Patients and Methods
We conducted this study within the scope of the Baltimore Cardiovascular Partnership, a Community-University collaboration generally aimed at improving communication between research institutions and surrounding communities in Baltimore. The Partnership was funded by a grant from the National Heart Lung and Blood Institute: U01 HL79151, principle investigator (PI): Elijah Saunders, MD; co-PIs: Wallace R. Johnson, Jr, MD, and Fadia T. Shaya, PhD (another parallel study with our community partner, Bon Secours Baltimore Health System [PI: Reed Winston, MD] is reported on and published under a separate cover). We aimed to improve provider and patient approaches to hypertension management. Specifically, we tested the impact of an intensive educational intervention for physicians and their patients, on hypertension control. The study was approved by the institutional review board of the University of Maryland, Baltimore (HP-00040555).

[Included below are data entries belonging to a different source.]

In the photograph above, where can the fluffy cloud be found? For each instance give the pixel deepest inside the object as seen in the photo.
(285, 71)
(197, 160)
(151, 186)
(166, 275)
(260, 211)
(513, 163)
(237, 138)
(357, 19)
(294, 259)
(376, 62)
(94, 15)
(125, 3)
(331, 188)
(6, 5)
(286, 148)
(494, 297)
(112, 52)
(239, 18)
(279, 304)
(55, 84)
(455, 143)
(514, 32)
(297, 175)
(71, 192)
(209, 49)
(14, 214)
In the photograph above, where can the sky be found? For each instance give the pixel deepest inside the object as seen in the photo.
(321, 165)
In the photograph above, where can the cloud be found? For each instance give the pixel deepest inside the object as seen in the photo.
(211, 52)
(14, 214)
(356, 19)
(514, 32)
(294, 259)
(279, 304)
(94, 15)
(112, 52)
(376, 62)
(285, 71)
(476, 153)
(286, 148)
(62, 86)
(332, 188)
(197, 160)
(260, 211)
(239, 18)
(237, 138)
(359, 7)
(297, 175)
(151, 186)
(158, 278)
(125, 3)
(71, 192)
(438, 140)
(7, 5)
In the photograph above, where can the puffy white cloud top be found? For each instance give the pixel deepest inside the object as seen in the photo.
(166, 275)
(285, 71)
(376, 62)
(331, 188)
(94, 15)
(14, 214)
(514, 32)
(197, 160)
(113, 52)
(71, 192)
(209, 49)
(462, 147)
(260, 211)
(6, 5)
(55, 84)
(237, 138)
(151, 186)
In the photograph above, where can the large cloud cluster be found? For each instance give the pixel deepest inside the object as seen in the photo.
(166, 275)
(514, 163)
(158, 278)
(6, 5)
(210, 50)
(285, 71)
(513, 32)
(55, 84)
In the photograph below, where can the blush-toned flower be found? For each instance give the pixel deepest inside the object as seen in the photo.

The study was designed as a 4-arm randomized clinical trial, where the educational programs were offered to physicians only (PHE), patients only (PAE), or both physicians and their patients (PPE). In the fourth arm, neither physicians nor their patients (usual care, UC) received any education or intervention. This was a hypothesis-testing, prospective study, with an experimental 2×2 factorial design. Patients were not made aware of whether their physicians were receiving the educational intervention and vice versa (Figure 1).
We enrolled primary care physicians and patients of these physicians. The unit of analysis being the patient, we confined the recruitment of primary care physicians to 2 large practices within the University of Maryland Medical System, the family practice (where physicians received the educational program), and faculty practice clinics (where physicians did not receive the educational program). Five primary care providers were selected from either site and matched by race, sex, and years in practice. We maintained internal validity as factors that influence practice style were consistent across as well as within these two sites. Overall, physicians in the two groups were similar in term of years of practice, and both groups were based in the same academic institution. Physicians in both groups were employees of the University of Maryland, and all physicians were board certified in their respective specialties of family medicine and internal medicine.
The study population consisted of patients with documented hypertension and the ability to sign a written consent form. Within each clinic, patients were randomized to the education or control group, retaining their physician of record. Patients were enrolled on a rolling basis, during a period of 2.5 years, starting on April 1, 2005. Inclusion criteria included uncontrolled hypertension and the absence of medical conditions or treatments that would preclude standard hypertension drug therapies.
BP was obtained during physician visits. The research nurse then measured the participants’ BP 3 times at each data collection visit using a mercury sphygmomanometer and standardized techniques from clinical BP trials.9,10 The second and third values were averaged and used as the clinic BP. A patient was considered “not at goal” if any of the following conditions were met: (1) without diabetes and with systolic BP (SBP) ≥140 mm Hg and/or diastolic BP (DBP) ≥90 mm Hg or (2) with diabetes or renal insufficiency and with SBP ≥130 mm Hg and/or DBP ≥80 mm Hg.
The physician education intervention consisted of an in-depth series of 90-minute interactive lecture sessions presented every 2 months. The physician lectures were given by two American Society of Hypertension–certified hypertension specialists as well as guest lecturers and other members of the research team. The curriculum was implemented over 2.5 years, starting with the first patient enrollment. The topics covered included cardiovascular health disparities, pathophysiology of primary and secondary hypertension, pharmacologic and nonpharmacologic hypertension management, managing comorbidities, and research methods. Case consultations were also made available.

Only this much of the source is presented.